Verändert hat mich dieses Buch, weil es die Sehnsucht in mir genährt hat, Gott hören zu können. Bockmühl gräbt sich nicht nur durch Bibel und Geschichte, er gibt auch gute und praktische Hinweise für heute. Sein Buch ist mir bis heute eine starke Motivation, still zu halten, auf Gottes Reden zu hören und mein Leben danach zu gestalten. Eine Perle!

Titus Müller

„Blue Like Jazz“ von Donald Miller hat mein Leben verändert (genauso wie der Nachfolger „A Million Miles in a Thousand Years“). Donald Miller stellt sich den Fragen, denen ich viel zu oft ausweiche, und sucht unvoreingenommen nach Antworten, nicht für mich, sondern für sich. Dass ich ihm als Leser dabei folgen darf, ist ein großer Gewinn für mein Herz. Er steckt mich an mit seiner Weite, seiner sanften Zielstrebigkeit und seinem Mut, im Leben und im Glauben tiefen Sinn zu finden.

Hanna Schott

„Verändert“ wäre wohl zu viel gesagt, aber geprägt haben mich – vor allem in der ersten Hälfte meines Lebens – zwei Bücher. Jim Knopf und Lukas der Lokomotivführer war das erste Buch, das ich mir von eigenem Geld gekauft habe. Ich war lange krank gewesen und durfte dann in die Stadt, um mir einen Wunsch zu erfüllen.
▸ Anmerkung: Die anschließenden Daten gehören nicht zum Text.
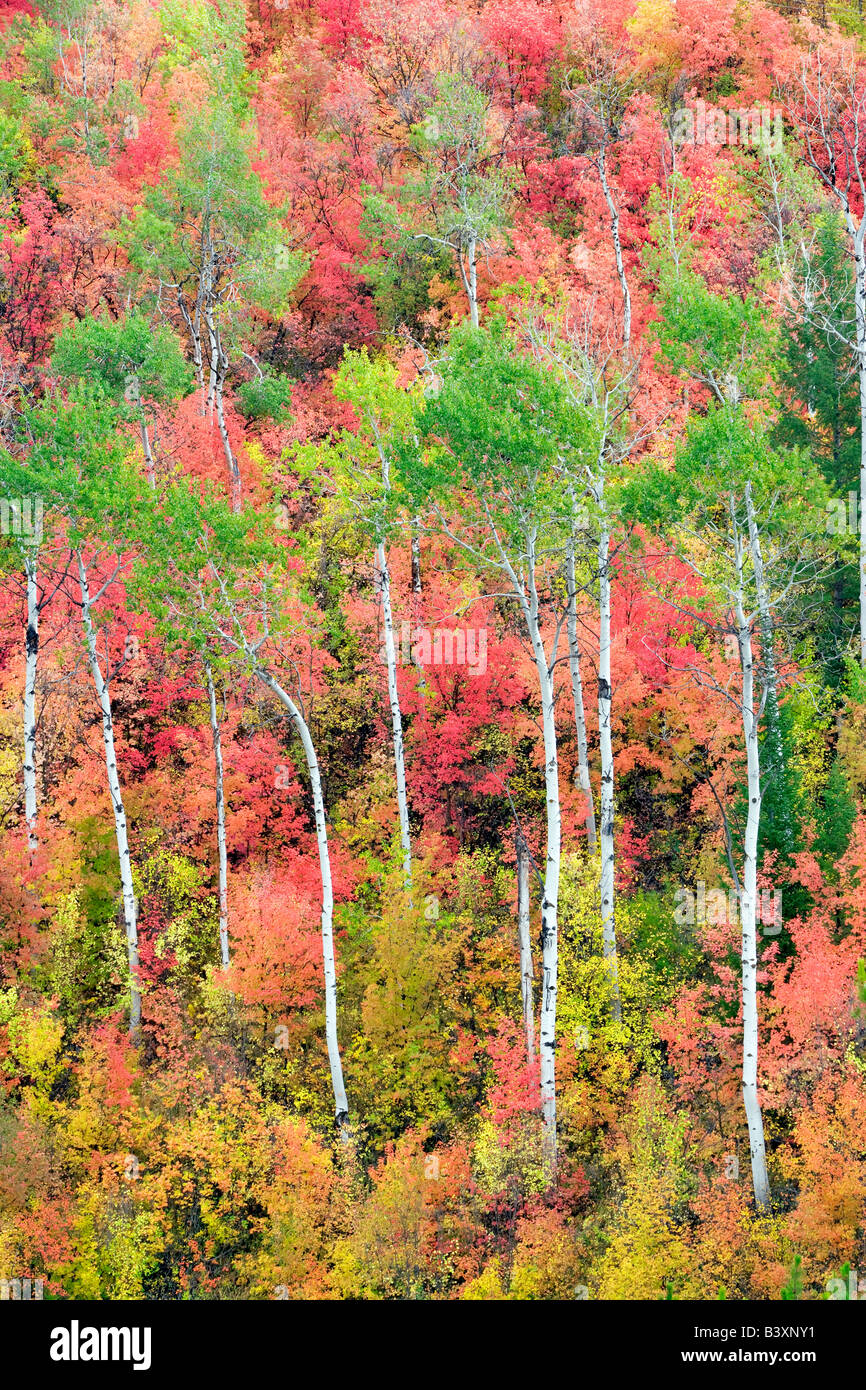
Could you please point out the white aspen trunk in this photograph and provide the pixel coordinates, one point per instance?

Meine Wahl fiel auf dieses damals noch recht neue Buch, und das führte mich aus unserem kleinen Städtchen in eine Welt voller Überraschungen, in der sich aber alles auf wunderbare Weise zusammenfügt: Jim heißt Jim, weil er „genauso aussieht“, der Riese ist nur ein Scheinriese, das „Ende der Welt“ ist gar nicht das Ende, und die Klügste ist eine winzige chinesische Prinzessin. Schau genau hin: Was ist so, und was scheint nur so?, fragte mich dieses Buch, aber nicht belehrend, sondern mit einem Humor, der mich auch als Erwachsene noch anspricht.
Als Azubi im Buchhandel dann leistete ich mir (wieder vom wenigen eigenen Geld und gut überlegt) einen echten „Schinken“: Eberhard Bethges Bonhoeffer-Biografie. 1.100 Seiten, die mir zeigten, dass auch in der finstersten Zeit der deutschen Geschichte nichts „alternativlos“ war. Es gab die Möglichkeit, sich zu entscheiden, Zivilcourage zu zeigen, Gottvertrauen zu wagen. Bonhoeffer war kein geborener Held, sondern ein abwägender Intellektueller, der zu anderen Zeiten vermutlich in der Gelehrtenstube alt geworden wäre.
Genau hinschauen und gründlich nachdenken ist wichtig, irgendwann zum Tun durchdringen entscheidend. Jim und Dietrich begleiten mich.

Ulrich Eggers

Was der Schwede Magnus Malm in seinem Best- und Longseller Gott braucht keine Helden schreibt, hat schon viele christliche Hauptamtliche oder engagierte Gemeindemenschen berührt, verändert, herausgefordert: Gott ist nicht interessiert an meiner Arbeit, er ist interessiert an mir. Gott will nicht meine Leistung, er will mich. Das zu lesen – auf dem Hintergrund der eigenen Lebenserfahrung des Autors und seines Burnouts und kranken Leistungsdenkens –, hat befreiende Wirkung. Und Korrektur-Kraft für viele Jahre – ein Buch zum immer wieder lesen, denn man fällt gerne wieder in alte Leistungsmuster: Tust du was, dann bist du was. Bei Gott eben nicht. Liebe und Gnade richtet sich auf mich persönlich. Mich will er, dieser unglaubliche, großartige, liebevolle Gott. Und: Malm tut das, was ich für alle Bücher extrem wichtig finde: Sich selbst mit seiner Lebenserfahrung ehrlich einbringen. Das macht Bücher für mich besonders lesenswert.

Andreas Malessa

Uff. Ein hoher Anspruch. Es hat mein Denken und meinen Glauben verändert, es hat mein Leben indirekt und hintergründig geprägt: Helmut Thielickes „Zu Gast auf einem schönen Stern“, die 450-Seiten-Autobiographie eines der wirkungsvollsten evangelischen Theologen des 20. Jahrhunderts. 1984 als Hardcover bei Hoffmann & Campe, 2007 als Taschenbuch beim Brunnen-Verlag erschienen.
Ein Ethiker und Philosoph, dem die Nazis das Reden und Reisen verboten, der nach dem II. Weltkrieg die Tübinger Universität wieder aufbaute, der mit heißem frommen Herzen und humorvoll kühlem Kopf zwischen Pietisten und linken Intellektuellen vermittelte, der in den 68ern im Hamburger Michel so predigte, dass 2500 Studenten gebannt zuhörten.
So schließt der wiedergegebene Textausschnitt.